What matters is that traditionally in logic one strives to get rid of contradictions, but in dialectics one faces up to them. It can't be denied that contradictions
can be ironed out, but do we really want to do that? Dialectics says no, definitely not.
That Adorno quotation there also makes me think of Wittgenstein's family resemblances and the idea of open concepts. I don't know if it's worth going into that.
Anyway, what do you think? Is it the case that Hegel and Adorno are saying, generally, that a predicative judgment is actually an identity statement in disguise? I doubt this, since it seems to me obviously false and certainly controversial, but the way Adorno lays it out makes it look like the relevant concept of contradiction depends on this claim.
Part and whole
Another way of framing dialectics is in reference to the interdependence of the part and the whole (or particular and universal), which is an important (or the only?) site of contradiction, where the object is in tension with the concept. Dialectical thinking seeks to view the phenomenon as a manifestation of something larger, and thus seeks to go beyond the phenomenon to an expansive concept or system of concepts — but without leaving the phenomenon behind. To be known, the phenomenon cannot be apprehended alone (a dead specimen) and equally cannot be seen as a mere manifestation of something higher, as if all that mattered was this subsumption — but must also be seen anew in its double aspect as a manifestation and at the same time as living and active individual, living and active through its very participation in the whole.
The twofold structure of contradiction
Adorno says that the concept of contradiction has a twofold meaning:
1. The contradictory nature of the concept and the resulting contradiction between the concept and the thing to which it refers.
2. The contradictory nature of the thing itself — for Adorno's purposes, antagonistic society.
*The second meaning is not the "On the other hand" on page 7, but follows the "However, that is only one side of the matter" on page 8. This fits with the twofold meaning as set out in the notes.

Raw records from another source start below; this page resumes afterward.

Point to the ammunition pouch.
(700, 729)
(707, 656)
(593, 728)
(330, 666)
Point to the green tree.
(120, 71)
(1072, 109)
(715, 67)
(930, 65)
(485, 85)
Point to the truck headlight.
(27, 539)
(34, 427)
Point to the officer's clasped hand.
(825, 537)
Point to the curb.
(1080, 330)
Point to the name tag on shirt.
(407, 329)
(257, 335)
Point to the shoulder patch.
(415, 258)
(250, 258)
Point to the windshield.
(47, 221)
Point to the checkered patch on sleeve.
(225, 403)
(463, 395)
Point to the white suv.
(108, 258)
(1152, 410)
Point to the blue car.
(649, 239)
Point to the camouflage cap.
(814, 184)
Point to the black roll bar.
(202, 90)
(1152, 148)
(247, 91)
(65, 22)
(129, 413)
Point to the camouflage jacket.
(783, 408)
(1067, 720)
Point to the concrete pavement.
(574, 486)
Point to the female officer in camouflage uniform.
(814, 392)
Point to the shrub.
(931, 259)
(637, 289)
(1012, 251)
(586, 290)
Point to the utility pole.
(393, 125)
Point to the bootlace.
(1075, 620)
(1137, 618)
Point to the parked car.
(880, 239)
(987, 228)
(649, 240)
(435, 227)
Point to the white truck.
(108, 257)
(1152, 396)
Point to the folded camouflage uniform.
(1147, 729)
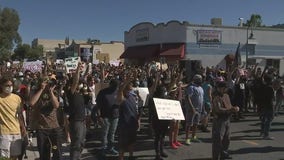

This brings him to the question: why does this "disharmony" exist? He gives a striking answer:
To put it in a nutshell, in both cases we are dealing with the principle of mastery, the mastery of nature, which spreads its influence, which continues in the mastery of men by other men and which finds its mental reflex in the principle of identity, by which I mean the intrinsic aspiration of all mind to turn every alterity that is introduced to it or that it encounters into something like itself and in this way to draw it into its own sphere of influence. — p.9
This is probably now straying away from dialectics as such and towards specifically
negative dialectics. Anyway, I'll end it here, and maybe in another post I'll take a stab, without straying beyond the first lecture, at that second question, specific to Adorno's philosophy of negative dialectics:
what is non-identity?
Meanwhile, feel free to post about lecture 1 or about what I've said so far. But I'm in no rush.
@Count Timothy von Icarus,
@frank: Welcome aboard. It'll be a while before we get to ND itself so I'll hold off commenting on the prologue and introduction.